Mr. Aloff's daughter, Mindy Aloff, a dance critic and professor at Barnard College in New York, said her father spent the last month at a Center City convalescent facility after becoming ill at home. On Wednesday he was taken to Hahnemann suffering from "respiratory distress."
Mr. Aloff, a wiry bantamweight, was a retired electrical contractor and sometime utility-rate gadfly when management at Park Towne Place, where he had long rented a 12th-floor apartment overlooking the Art Museum, changed how they calculated tenants' utility bills.
He complained that management was improperly trying to surcharge tenants to recoup rising energy costs at the four-building complex at 22d Street and the Parkway.
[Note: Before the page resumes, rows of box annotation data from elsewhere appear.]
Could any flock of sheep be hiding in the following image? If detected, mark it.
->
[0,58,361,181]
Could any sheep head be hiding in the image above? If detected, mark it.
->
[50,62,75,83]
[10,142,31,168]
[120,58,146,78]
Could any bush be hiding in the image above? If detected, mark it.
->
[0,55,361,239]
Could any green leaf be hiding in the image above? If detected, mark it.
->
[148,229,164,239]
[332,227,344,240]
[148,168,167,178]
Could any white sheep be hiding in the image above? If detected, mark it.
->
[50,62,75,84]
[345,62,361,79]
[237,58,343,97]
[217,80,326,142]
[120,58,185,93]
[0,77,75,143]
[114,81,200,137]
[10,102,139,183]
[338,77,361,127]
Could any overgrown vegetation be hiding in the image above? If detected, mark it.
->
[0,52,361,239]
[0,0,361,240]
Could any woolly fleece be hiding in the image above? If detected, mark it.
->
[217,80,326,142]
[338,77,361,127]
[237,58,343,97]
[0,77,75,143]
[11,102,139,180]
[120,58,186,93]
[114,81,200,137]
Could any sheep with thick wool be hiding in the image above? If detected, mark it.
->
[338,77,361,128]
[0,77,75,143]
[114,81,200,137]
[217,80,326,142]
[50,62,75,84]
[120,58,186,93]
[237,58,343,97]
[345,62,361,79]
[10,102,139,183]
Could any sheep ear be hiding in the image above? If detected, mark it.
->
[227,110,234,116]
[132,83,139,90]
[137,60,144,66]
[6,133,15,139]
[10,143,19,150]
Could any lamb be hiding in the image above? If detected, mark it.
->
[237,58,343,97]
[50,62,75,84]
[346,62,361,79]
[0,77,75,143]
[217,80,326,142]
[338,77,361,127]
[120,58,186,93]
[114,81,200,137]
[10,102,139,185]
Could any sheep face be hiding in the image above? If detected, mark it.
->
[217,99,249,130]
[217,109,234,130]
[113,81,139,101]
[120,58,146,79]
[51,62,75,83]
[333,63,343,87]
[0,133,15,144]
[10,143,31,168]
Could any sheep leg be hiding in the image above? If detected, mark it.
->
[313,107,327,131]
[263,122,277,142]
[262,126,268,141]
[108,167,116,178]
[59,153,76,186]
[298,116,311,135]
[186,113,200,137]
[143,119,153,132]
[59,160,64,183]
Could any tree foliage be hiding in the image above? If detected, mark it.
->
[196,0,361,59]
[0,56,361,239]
Other Park Towne tenants also complained. But Mr. Aloff went further, refusing to pay the increase.
"An individual is not really paid attention to if they don't give a damn," Mr. Aloff said in a January interview. "I fight fire with fire. You just can't lie down and be walked on."
Park Towne's management moved to evict him in May 2005, contending Mr. Aloff unilaterally had reduced his rent from $1,600-a-month to $1,450.
Defending himself and filing voluminous block-lettered briefs, Mr. Aloff won a round in Municipal Court but lost the next when Park Towne appealed.
Eviction was set for Jan. 20 and then Feb. 28. A day before deputy sheriffs were to evict Mr. Aloff and seize his possessions, Mr. Aloff got a court order blocking eviction pending a hearing on his claim that the eviction was procedurally faulty.
But by the May 1 hearing, Mindy Aloff said, she had persuaded her father to move to an apartment at the Windsor Hotel to avoid the problem of seeking a new home with an eviction on his record.
On May 1, a judge ruled that Mr. Aloff's case was "moot" because he no longer lived at Park Towne Place. The judge dismissed the case and released $1,450 in escrow money to Park Towne Place.
Mr. Aloff was born in Boston and graduated from Harvard in 1934 with a bachelor's degree in electrical engineering.
He served as a captain in Army intelligence in Europe during World War II.
After the war, Mr. Aloff relocated to Philadelphia and started an electrical-contracting business.
His wife, the former Selma Album, a schoolteacher, died in February 2005 at age 91. They were married 57 years.
In addition to his daughter, Mr. Aloff is survived by a granddaughter, Ariel Cohen, and his 95-year-old sister, Dinah Aloff.
Graveside services will be at noon tomorrow at Roosevelt Memorial Park, 2701 Old Lincoln Highway, Trevose.